2

I have a large list of integers unsorted, numbers might be duplicated. I would like to create another list which is a list of sub-lists of indexes from the first list starting with max element to min, in decreasing order. For example, if I have a list like this:

list = [4, 1, 4, 8, 5, 13, 2, 4, 3, 7, 14, 4, 4, 9, 12, 1, 6, 14, 10, 8, 6, 4, 11, 1, 2, 11, 3, 9]

The output should be:

indexList = [[10, 17], [5], [14], [22, 25], [18], [13, 27], [3, 19], [9], [16, 20], [4], [0, 2, 7, 11, 12, 21], [8, 26], [6, 24], [1, 15, 23]]

where, [10, 17] is the index of where '14' is present and so on...
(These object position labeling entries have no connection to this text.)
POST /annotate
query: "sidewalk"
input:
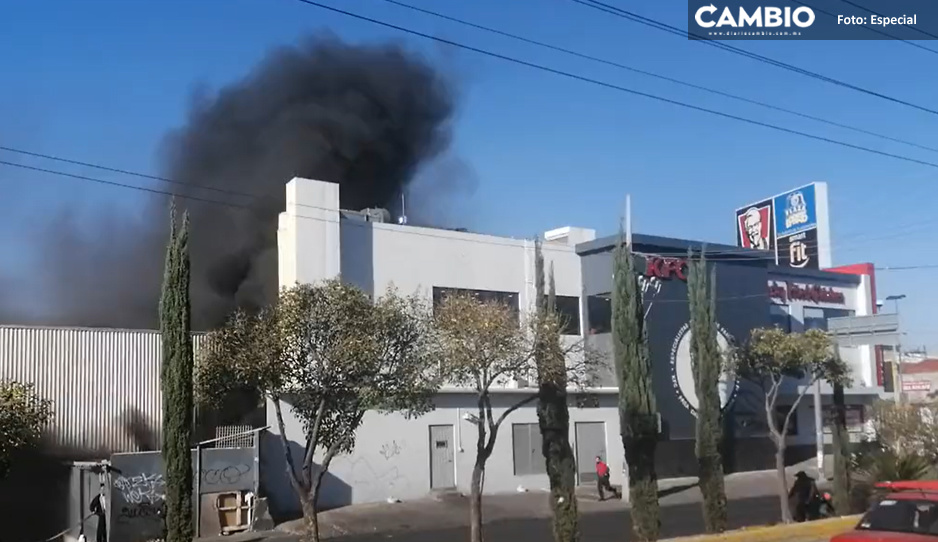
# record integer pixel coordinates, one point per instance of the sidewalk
(451, 510)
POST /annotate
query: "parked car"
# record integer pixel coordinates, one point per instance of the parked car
(908, 512)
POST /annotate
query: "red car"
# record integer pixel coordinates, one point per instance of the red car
(908, 513)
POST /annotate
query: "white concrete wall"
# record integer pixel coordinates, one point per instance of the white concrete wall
(391, 458)
(392, 454)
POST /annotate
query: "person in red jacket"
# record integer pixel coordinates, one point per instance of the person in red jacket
(602, 480)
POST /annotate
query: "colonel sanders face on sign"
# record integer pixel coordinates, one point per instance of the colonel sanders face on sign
(756, 230)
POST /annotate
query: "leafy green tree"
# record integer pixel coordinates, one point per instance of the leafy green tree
(769, 359)
(177, 369)
(638, 412)
(334, 355)
(708, 365)
(553, 414)
(23, 416)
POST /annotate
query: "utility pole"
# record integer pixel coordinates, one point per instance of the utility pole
(819, 429)
(628, 220)
(899, 387)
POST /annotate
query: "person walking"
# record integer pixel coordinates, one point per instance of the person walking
(602, 480)
(97, 508)
(802, 497)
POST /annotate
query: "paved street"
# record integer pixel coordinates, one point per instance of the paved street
(597, 526)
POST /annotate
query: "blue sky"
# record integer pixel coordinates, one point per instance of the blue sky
(103, 80)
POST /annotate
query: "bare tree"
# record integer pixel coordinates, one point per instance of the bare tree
(483, 345)
(334, 355)
(770, 359)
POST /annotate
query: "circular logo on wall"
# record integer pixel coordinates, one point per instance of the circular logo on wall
(682, 374)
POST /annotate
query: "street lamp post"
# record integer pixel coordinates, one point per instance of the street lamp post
(899, 388)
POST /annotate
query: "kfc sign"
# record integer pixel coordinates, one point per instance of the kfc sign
(807, 293)
(665, 268)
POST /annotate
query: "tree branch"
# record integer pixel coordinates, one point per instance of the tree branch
(515, 407)
(291, 466)
(312, 440)
(794, 405)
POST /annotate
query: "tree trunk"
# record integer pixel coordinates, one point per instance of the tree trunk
(782, 481)
(475, 502)
(554, 421)
(310, 519)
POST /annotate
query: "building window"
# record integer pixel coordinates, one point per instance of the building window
(509, 299)
(816, 318)
(568, 308)
(856, 418)
(599, 313)
(780, 317)
(780, 413)
(526, 441)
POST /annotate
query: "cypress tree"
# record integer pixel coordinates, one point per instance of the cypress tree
(843, 503)
(553, 416)
(177, 383)
(638, 413)
(707, 367)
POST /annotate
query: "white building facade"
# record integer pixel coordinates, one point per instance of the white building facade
(395, 458)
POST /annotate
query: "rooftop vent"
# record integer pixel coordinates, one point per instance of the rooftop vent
(375, 214)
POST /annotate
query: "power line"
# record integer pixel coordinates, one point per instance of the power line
(741, 254)
(625, 14)
(749, 256)
(655, 75)
(114, 183)
(612, 86)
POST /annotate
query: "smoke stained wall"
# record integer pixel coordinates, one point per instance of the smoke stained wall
(366, 117)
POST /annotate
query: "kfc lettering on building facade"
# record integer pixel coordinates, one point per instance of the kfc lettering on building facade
(809, 293)
(666, 268)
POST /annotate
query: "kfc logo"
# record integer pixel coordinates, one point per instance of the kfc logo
(755, 227)
(665, 268)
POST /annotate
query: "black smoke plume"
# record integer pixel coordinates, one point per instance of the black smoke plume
(366, 117)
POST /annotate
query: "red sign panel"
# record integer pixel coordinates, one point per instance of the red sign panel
(666, 268)
(917, 385)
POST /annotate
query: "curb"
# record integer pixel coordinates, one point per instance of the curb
(795, 532)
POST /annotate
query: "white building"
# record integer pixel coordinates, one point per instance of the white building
(404, 459)
(397, 458)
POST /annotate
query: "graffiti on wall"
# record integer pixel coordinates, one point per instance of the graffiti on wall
(226, 475)
(138, 493)
(390, 449)
(142, 488)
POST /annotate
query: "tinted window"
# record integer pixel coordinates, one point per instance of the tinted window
(599, 313)
(507, 298)
(781, 412)
(902, 516)
(568, 307)
(814, 319)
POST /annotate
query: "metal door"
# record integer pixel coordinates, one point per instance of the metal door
(442, 470)
(590, 442)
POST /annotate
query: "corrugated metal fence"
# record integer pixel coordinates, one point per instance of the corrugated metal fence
(104, 384)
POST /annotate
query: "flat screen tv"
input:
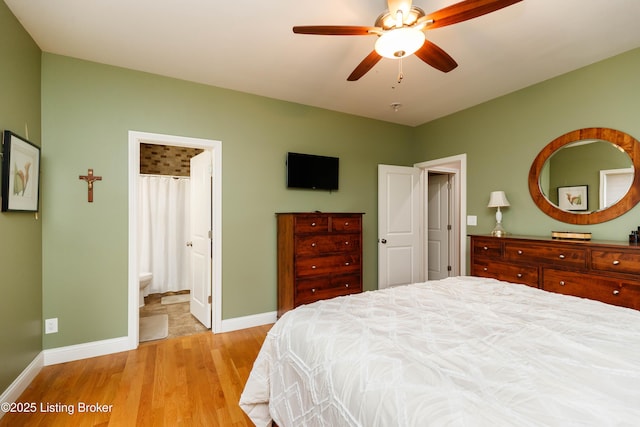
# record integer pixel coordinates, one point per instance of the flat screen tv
(311, 171)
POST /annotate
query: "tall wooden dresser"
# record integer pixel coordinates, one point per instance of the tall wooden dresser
(319, 257)
(603, 271)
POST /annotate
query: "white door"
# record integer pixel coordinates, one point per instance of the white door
(200, 243)
(439, 227)
(399, 226)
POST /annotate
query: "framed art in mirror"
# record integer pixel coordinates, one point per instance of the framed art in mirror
(573, 198)
(20, 174)
(542, 189)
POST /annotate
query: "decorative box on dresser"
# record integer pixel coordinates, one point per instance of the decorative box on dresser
(319, 257)
(599, 270)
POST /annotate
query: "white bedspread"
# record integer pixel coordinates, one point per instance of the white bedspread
(463, 351)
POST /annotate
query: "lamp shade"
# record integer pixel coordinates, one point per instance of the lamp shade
(399, 42)
(498, 199)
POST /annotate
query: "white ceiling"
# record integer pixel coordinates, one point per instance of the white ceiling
(248, 45)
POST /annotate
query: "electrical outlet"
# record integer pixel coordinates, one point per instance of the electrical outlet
(51, 326)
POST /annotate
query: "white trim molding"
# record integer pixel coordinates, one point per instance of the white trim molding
(20, 384)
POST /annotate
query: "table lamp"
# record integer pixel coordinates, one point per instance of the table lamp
(498, 200)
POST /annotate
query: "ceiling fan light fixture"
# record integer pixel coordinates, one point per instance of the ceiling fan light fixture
(399, 42)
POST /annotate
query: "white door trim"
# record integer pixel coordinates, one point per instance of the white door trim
(457, 166)
(135, 138)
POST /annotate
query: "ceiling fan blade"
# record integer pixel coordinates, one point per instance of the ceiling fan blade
(334, 30)
(464, 11)
(436, 57)
(366, 64)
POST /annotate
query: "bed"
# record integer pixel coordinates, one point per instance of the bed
(463, 351)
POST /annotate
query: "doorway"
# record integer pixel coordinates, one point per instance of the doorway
(405, 247)
(214, 238)
(445, 188)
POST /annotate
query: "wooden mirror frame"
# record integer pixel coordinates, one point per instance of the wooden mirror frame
(628, 143)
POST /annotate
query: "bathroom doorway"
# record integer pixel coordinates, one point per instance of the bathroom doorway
(140, 143)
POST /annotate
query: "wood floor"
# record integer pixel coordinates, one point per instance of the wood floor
(194, 380)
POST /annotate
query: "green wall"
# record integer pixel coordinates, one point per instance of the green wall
(502, 137)
(20, 233)
(87, 111)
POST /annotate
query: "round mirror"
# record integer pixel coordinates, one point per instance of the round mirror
(587, 176)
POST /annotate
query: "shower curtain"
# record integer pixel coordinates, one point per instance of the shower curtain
(163, 228)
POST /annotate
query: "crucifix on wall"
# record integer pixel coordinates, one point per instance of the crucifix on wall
(90, 178)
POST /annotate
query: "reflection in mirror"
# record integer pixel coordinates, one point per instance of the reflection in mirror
(603, 169)
(567, 166)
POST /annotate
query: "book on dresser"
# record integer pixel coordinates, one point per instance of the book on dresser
(600, 270)
(319, 257)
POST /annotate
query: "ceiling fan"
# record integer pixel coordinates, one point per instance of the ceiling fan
(400, 31)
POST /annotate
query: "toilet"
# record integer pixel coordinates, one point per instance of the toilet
(145, 280)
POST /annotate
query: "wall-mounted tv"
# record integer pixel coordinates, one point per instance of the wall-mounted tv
(311, 171)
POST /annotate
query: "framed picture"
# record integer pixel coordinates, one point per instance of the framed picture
(20, 174)
(573, 198)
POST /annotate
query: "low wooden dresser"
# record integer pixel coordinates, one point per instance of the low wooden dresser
(319, 257)
(604, 271)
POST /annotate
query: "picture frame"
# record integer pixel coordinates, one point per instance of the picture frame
(20, 174)
(573, 198)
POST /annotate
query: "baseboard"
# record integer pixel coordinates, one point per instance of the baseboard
(245, 322)
(86, 350)
(13, 392)
(115, 345)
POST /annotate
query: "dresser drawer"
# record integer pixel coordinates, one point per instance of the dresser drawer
(311, 224)
(340, 284)
(615, 261)
(313, 245)
(524, 274)
(612, 291)
(490, 248)
(550, 254)
(346, 224)
(331, 264)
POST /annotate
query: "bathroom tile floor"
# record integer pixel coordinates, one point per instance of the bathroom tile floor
(181, 321)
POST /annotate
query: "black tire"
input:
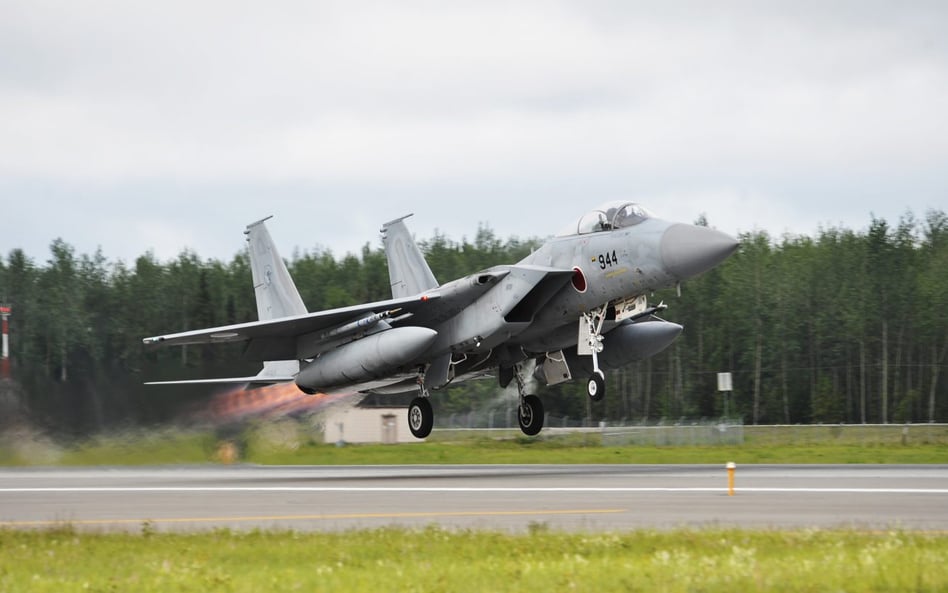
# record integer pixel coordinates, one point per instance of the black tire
(596, 387)
(530, 415)
(420, 417)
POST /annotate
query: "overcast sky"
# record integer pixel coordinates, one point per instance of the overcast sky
(167, 125)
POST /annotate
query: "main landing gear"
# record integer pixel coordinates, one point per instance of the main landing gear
(591, 328)
(420, 414)
(530, 410)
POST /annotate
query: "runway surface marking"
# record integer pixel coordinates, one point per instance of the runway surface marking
(321, 517)
(460, 489)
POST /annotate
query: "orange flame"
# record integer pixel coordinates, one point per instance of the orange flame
(270, 401)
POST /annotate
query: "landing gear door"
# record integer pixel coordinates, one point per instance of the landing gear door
(630, 307)
(553, 369)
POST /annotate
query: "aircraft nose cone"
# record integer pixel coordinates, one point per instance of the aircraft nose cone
(689, 250)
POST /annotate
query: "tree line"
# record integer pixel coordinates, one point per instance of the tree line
(845, 326)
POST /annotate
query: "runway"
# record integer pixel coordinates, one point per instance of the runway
(506, 497)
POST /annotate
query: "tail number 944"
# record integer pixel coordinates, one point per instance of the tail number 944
(606, 260)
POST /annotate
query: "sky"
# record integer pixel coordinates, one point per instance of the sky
(165, 126)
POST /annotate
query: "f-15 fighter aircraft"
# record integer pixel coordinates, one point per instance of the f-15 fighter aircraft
(575, 307)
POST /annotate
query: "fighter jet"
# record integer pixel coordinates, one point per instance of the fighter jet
(574, 308)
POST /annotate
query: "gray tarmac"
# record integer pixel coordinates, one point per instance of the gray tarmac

Shared my code below. Profiling it using cProfile for a list of around 9000 elements takes around ~6 seconds.

def indexList(list):
    # List with sorted elements
    sortedList = sorted(list, reverse = True)

    seen = set()
    uSortedList = [x for x in sortedList if x not in seen and not seen.add(x)]

    indexList = []
    for e in uSortedList:
        indexList.append([i for i, j in enumerate(list) if j == e])

    return indexList
pzp
  • 6,249
  • 1
  • 26
  • 38
Learning
  • 31
  • 5

1 Answers1

3

Here you go:

def get_list_indices(ls):
    indices = {}
    for n, i in enumerate(ls):
        try:
            indices[i].append(n)
        except KeyError:
            indices[i] = [n]
    return [i[1] for i in sorted(indices.items(), reverse=True)]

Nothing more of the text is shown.